Talking of eating the art, the weirdest experience we had in the Museum of Modern Art was Rirkrit Tiravanija's Untitled (Free/Still). It consisted of a kind of 'soup kitchen' in the middle of the gallery where delicious Thai vegetable curry was being served to all comers, for free. This was the art.

Here's the blurb about it, from the gallery wall:
I guess this works in much the same way as the sweets. It was very exciting and transgressive to be sitting eating curry in the gallery and I guess that we became part of the exhibit for as long as we were partaking. People were very curious and couldn't quite believe that they were allowed to get the food and eat it there. I'm so glad the curry itself was so tasty. It wouldn't have been the same if it had been horrible.
After MOMA (no need for a lunch stop now!), we walked down to the International Center for Photography, taking in the HBO shop on the way in order to pay homage to our beloved Larry David of Curb Your Enthusiasm (I forgot to include Curb on my list of Top TV for 2011; the latest series has been wonderful). At the Photography Center, there was a big exhibition of photos remembering 9/11 which was very sobering. We had decided not to go to Ground Zero because it seemed a bit ghoulish but these images seemed a fitting way to acknowledge the city's terrible wound.

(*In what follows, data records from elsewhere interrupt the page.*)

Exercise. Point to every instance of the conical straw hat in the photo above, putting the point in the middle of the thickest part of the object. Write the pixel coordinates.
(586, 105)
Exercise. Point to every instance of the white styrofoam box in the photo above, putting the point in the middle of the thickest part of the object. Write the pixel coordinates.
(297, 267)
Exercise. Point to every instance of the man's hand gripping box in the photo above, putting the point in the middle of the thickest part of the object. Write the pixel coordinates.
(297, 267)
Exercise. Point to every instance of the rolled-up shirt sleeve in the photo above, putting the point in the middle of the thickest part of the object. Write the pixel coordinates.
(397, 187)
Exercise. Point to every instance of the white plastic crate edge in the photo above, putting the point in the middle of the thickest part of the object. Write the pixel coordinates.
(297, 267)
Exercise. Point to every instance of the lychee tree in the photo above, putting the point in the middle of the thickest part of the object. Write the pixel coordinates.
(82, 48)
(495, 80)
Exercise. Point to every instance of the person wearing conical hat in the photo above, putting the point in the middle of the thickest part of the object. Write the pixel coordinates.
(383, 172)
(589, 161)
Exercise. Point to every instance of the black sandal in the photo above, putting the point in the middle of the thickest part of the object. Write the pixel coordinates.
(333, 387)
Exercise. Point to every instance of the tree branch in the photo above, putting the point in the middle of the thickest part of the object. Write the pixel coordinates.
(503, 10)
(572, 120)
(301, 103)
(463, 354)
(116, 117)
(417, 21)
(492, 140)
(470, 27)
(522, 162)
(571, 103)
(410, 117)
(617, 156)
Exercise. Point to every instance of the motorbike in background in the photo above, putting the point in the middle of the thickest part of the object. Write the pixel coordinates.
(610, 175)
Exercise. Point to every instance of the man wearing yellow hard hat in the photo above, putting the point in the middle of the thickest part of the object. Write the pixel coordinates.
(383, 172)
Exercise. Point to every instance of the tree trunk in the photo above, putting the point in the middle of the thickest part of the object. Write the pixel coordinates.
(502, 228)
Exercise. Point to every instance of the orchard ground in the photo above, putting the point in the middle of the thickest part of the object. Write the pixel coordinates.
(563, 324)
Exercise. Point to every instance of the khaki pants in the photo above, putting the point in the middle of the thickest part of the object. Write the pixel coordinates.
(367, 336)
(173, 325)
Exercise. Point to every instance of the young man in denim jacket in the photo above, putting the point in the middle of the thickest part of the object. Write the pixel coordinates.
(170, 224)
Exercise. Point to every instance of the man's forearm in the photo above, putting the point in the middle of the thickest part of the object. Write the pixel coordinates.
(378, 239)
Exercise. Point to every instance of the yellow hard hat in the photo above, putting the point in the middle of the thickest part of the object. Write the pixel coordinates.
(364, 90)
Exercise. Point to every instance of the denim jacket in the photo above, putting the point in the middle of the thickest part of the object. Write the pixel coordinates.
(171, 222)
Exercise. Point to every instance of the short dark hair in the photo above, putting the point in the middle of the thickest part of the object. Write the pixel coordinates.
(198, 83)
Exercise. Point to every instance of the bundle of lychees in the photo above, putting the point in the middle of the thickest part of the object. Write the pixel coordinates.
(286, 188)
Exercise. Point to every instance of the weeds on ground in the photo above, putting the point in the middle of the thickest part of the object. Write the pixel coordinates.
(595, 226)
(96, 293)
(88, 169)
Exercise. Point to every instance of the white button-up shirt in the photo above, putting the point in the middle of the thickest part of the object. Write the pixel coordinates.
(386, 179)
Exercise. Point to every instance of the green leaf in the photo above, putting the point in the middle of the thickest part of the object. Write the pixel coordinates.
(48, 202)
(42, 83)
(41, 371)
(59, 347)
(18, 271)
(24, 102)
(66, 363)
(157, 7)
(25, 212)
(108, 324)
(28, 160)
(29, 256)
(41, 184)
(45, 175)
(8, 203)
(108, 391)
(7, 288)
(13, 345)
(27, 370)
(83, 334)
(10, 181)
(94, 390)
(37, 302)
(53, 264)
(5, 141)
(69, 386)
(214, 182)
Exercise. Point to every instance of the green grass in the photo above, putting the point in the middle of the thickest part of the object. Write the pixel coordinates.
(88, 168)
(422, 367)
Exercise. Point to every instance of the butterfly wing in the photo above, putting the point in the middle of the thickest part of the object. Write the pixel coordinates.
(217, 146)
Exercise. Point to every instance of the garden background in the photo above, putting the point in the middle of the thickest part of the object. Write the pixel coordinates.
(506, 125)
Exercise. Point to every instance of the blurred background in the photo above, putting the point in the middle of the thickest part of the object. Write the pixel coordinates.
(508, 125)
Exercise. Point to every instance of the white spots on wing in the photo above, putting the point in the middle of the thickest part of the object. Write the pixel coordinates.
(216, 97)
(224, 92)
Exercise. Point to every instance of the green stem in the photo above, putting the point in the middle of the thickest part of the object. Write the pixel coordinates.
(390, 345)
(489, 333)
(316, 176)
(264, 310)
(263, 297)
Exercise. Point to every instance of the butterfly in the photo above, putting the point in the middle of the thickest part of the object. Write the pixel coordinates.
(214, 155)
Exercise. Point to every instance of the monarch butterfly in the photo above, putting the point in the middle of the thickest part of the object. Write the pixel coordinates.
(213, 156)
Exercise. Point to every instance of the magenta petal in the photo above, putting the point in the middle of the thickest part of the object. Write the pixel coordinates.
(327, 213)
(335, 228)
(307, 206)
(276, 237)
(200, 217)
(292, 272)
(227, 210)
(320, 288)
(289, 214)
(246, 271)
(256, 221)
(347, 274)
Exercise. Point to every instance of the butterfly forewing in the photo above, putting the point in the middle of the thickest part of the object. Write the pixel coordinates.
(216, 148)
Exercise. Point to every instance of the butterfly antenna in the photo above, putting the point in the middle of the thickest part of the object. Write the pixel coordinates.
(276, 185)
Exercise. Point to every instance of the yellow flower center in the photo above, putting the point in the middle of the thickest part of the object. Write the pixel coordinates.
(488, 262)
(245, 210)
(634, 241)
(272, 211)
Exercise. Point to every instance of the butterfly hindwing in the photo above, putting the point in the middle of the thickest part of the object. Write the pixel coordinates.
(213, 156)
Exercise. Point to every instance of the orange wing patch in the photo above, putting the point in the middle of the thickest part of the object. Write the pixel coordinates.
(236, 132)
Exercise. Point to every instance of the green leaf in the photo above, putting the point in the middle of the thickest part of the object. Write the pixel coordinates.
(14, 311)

Getting tired now, but for some reason one of our number (no names) had become fixated on Macy's, so we trogged to Macy's and it turned out to be rather limp and weary (like me). The knackered old escalators were something else. It was good to visit another iconic NYC place but not for very long.
John's Pizzeria

The big mural at John's
I just have to mention the pizza place we went to that evening: John's, slogan 'No Slices'. We just picked it more or less at random but it was fantastic, housed in a big converted church with a huge stained glass dome. If you didn't have a table (of course we didn't), you had to stand in the bar until your number came up on a digital board, which was quite exciting (for a while). The pizza was really good and it turns out that the place is well known and has hosted the end of series parties for The Sopranos (another of my absolute fave shows) so who knows, maybe I sat in the same chair as Tone!
M&M's World -- the wall of M&M's
     This was the night that the lucky males in our party went to see Stephen Merchant's stand-up show but it was too naughty for the girls (well, maybe I could have taken it...), so Dora and I went out on our own and hung out in Times Square, which we liked so much. We went to M&M's World where you can fill a bag from the vast selection of colours you can see some of above. All around us people were loading up with great sackloads of M&M's, but we managed to stop at only a relative few (it was the same syndrome you get in a bead shop when you can hardly bear to stop picking colours).
      Then we went back to the hotel and watched the (grim) final of American X Factor. It was only good for staying awake until the men came back.